Di sisi lain, seperti dilansir laman Indonesian Petroleum Association (IPA), sejumlah tantangan yang dihadapi industri migas nasional, antara lain:

Penurunan harga minyak global dalam beberapa tahun terakhir telah memengaruhi minat investor untuk berinvestasi. Kondisi tersebut diperparah dengan banyaknya regulasi yang dinilai kurang fleksibel. Alhasil, investasi untuk eksplorasi dan pengembangan lapangan baru pun menjadi berkurang.

Lokasi penemuan sumber daya migas saat ini mulai bergerak dari wilayah daratan (onshore) ke wilayah perairan khususnya laut dalam (offshore). Hal tersebut menyebabkan aktivitas eksplorasi menjadi lebih kompleks dan menuntut teknologi serta modal yang tinggi

Sebagian besar lapangan migas di Indonesia merupakan lapangan tua yang membutuhkan teknologi tinggi untuk berproduksi. Penggunaan teknologi lebih lanjut, seperti Enhanced Oil Recovery (EOR) dan Improved Oil Recovery (IOR), diyakini dapat meningkatkan produksi dari sumur-sumur tua tersebut. Namun, implementasi teknologi ini membutuhkan investasi besar dan dukungan regulasi yang memadai.

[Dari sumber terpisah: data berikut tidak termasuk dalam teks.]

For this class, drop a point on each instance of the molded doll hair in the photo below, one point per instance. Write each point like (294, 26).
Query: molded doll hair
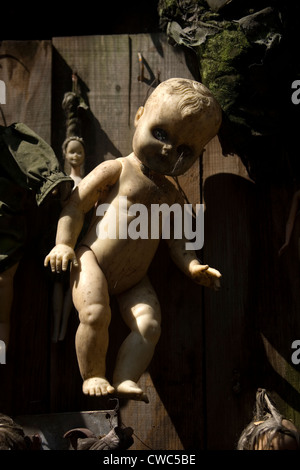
(194, 98)
(267, 422)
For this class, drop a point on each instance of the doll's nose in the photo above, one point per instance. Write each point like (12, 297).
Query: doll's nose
(166, 150)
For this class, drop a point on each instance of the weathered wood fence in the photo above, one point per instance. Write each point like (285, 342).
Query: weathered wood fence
(215, 348)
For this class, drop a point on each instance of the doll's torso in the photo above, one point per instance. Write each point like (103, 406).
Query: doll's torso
(121, 253)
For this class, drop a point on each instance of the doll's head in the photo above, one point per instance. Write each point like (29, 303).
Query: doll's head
(74, 151)
(179, 118)
(268, 430)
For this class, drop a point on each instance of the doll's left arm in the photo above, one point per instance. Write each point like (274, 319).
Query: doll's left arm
(187, 260)
(188, 263)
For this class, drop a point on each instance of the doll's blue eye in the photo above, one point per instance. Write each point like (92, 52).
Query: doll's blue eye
(160, 134)
(184, 151)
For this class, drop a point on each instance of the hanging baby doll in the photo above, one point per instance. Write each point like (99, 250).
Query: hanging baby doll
(268, 430)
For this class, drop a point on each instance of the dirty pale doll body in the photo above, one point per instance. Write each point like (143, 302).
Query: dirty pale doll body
(178, 120)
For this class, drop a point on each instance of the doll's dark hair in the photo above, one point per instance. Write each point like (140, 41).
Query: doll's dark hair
(71, 104)
(267, 421)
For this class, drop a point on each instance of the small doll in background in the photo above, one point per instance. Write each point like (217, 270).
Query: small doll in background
(268, 430)
(73, 150)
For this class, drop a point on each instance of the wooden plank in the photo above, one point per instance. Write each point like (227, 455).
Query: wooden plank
(229, 245)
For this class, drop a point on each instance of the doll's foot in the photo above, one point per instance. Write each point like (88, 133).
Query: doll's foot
(97, 386)
(129, 389)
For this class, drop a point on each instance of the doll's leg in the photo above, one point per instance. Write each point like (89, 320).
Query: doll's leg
(140, 310)
(67, 308)
(6, 296)
(91, 300)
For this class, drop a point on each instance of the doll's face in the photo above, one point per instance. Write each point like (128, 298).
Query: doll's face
(164, 141)
(75, 153)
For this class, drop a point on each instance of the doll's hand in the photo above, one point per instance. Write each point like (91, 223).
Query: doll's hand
(206, 276)
(59, 258)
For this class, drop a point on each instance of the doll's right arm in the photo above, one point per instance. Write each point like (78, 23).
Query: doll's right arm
(84, 197)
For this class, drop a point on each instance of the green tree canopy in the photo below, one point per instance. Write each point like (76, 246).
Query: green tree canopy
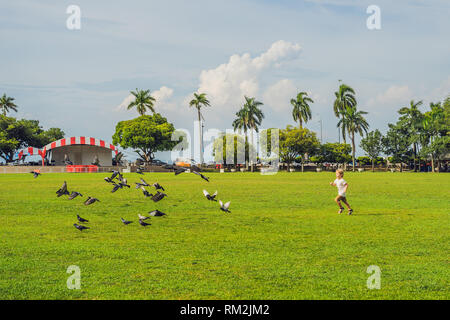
(333, 153)
(301, 111)
(372, 145)
(396, 143)
(296, 142)
(7, 104)
(142, 101)
(146, 134)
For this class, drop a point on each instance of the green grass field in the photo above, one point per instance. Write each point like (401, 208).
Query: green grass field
(283, 239)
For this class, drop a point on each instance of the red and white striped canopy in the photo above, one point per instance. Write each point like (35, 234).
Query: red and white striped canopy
(32, 152)
(80, 140)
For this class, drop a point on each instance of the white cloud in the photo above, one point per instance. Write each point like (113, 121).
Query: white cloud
(229, 82)
(393, 95)
(278, 96)
(161, 96)
(442, 91)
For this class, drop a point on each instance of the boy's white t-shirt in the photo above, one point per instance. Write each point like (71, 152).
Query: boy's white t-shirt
(340, 184)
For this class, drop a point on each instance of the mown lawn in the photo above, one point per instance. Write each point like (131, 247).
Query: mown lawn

Secercah harapan dari peningkatan produksi migas pada kuartal II 2025 ini menggambarkan upaya kerja keras dari pemerintah bersama para pemangku kepentingan seperti KKKS dan investor dalam mendukung kebutuhan energi nasional. Meski memang sudah saatnya, Indonesia beralih ke energi baru dan tak terbarukan, tidak tergantung energi fosil seperti bahan bakar minyak (BBM). Peta jalan transisi energi fosil ke energi hijau sudah dibuat. Kita sudah mulai melangkah ke sana.